Let $M_t$ be the compensated process associate the Poisson Process $N_t$ with intensity $\lambda_t.$ Then consider a smooth function $F(t,X_t)$ where $dX_t = \alpha_t dt + \beta_t dN_t.$
By Ito's formula, we have, $$F(t,X_t) = F(0,X_0) + \int_0^t \left[\partial_s F(s,X_s) + \partial_x F(s,X_s) \alpha_s\right] ds + \sum_{s\leq t} F(s,X_s) -F(s,X_{s-})$$ which can be re-written as $$F(t,X_t) = F(0,X_0) + \int_0^t \left[\partial_s F(s,X_s) + \partial_x F(s,X_s) \alpha_s\right] ds + \int_0^t \left[F(s,X_{s-}+\beta_s) -F(s,X_{s-})\right]dN_s.$$
Since $dM_s=dN_s - \lambda_s ds$ I can further re-write the above expression as follows, $$F(t,X_t) = F(0,X_0) + \int_0^t \left[\partial_s F(s,X_s) + \partial_x F(s,X_s) \alpha_s+\left(F(s,X_{s-}+\beta_s) -F(s,X_{s-})\right)\lambda_s\right] ds + \int_0^t \left[F(s,X_{s-}+\beta_s) -F(s,X_{s-})\right]dM_s.$$
Is this final expression correct and also can I get rid of $X_{s-}$ in the $ds$ integral and write $$F(t,X_t) = F(0,X_0) + \int_0^t \left[\partial_s F(s,X_s) + \partial_x F(s,X_s) \alpha_s+\left(F(s,X_{s}+\beta_s) -F(s,X_{s})\right)\lambda_s\right] ds + \int_0^t \left[F(s,X_{s-}+\beta_s) -F(s,X_{s-})\right]dM_s?$$
I have read in these lecture notes, Proposition 1.3.2 for instance that this can be done since the set of jump times forms a countable set.

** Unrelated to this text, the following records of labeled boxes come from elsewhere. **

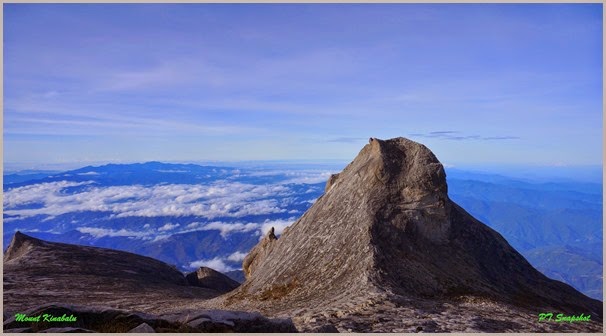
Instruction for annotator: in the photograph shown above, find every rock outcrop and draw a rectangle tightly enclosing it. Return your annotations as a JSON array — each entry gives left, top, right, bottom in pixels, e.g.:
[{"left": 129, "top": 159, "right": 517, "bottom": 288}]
[
  {"left": 3, "top": 232, "right": 297, "bottom": 333},
  {"left": 225, "top": 138, "right": 602, "bottom": 330},
  {"left": 4, "top": 304, "right": 297, "bottom": 333},
  {"left": 185, "top": 267, "right": 240, "bottom": 293}
]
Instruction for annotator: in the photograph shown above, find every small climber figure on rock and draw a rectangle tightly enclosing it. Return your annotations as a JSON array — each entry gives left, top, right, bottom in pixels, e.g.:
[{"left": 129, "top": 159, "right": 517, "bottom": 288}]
[{"left": 269, "top": 226, "right": 278, "bottom": 240}]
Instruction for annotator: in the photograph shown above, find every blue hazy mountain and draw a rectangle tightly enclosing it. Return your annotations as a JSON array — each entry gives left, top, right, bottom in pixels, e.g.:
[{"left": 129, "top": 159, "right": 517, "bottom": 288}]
[{"left": 3, "top": 162, "right": 603, "bottom": 299}]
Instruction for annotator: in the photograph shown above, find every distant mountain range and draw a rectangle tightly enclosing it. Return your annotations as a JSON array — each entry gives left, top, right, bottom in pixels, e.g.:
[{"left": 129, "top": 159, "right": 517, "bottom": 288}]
[{"left": 3, "top": 162, "right": 603, "bottom": 299}]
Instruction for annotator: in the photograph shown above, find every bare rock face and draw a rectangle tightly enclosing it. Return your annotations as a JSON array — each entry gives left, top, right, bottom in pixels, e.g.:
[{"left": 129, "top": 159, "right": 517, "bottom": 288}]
[
  {"left": 185, "top": 267, "right": 240, "bottom": 293},
  {"left": 3, "top": 232, "right": 297, "bottom": 333},
  {"left": 242, "top": 228, "right": 277, "bottom": 278},
  {"left": 225, "top": 138, "right": 602, "bottom": 322}
]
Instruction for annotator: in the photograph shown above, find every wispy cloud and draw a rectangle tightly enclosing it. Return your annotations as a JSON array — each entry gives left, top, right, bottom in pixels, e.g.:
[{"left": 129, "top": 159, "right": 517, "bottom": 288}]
[
  {"left": 409, "top": 131, "right": 520, "bottom": 141},
  {"left": 3, "top": 181, "right": 292, "bottom": 220},
  {"left": 189, "top": 257, "right": 235, "bottom": 273},
  {"left": 76, "top": 226, "right": 153, "bottom": 238}
]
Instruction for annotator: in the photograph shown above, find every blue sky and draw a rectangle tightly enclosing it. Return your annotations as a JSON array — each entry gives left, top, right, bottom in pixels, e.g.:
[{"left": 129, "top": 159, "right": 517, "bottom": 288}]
[{"left": 3, "top": 4, "right": 603, "bottom": 168}]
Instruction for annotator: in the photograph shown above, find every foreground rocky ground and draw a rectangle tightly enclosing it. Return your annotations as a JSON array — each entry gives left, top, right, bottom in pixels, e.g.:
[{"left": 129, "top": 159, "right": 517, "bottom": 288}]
[{"left": 3, "top": 138, "right": 603, "bottom": 333}]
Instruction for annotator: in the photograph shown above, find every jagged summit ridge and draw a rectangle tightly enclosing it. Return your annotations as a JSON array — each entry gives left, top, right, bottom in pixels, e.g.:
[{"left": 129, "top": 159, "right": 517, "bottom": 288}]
[{"left": 231, "top": 138, "right": 602, "bottom": 316}]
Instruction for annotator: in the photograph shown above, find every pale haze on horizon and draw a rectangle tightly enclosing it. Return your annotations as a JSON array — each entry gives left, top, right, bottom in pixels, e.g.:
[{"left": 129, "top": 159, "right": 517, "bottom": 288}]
[{"left": 3, "top": 4, "right": 603, "bottom": 169}]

But is there a rigorous justification for this fact, if it is indeed true?
You got it, you can replace Xs− with Xs in the ds integral. The reason is:
The set of jump times {s : Ns ≠ Ns−} is at most countable (as it is a subset of the jump times of a Poisson process) For any fixed s, Xs = Xs− outside of this countable set Therefore, the difference F(s, Xs) − F(s, Xs−) is zero for almost every s, and the integral is unchanged if you replace Xs− with Xs
So your final expression is correct. This is a standard trick when working with Itô integrals - you can replace the "pre-jump" value of the process with the post-jump value in the diffusion term, as long as you are careful to keep the "correct" value in the jump term.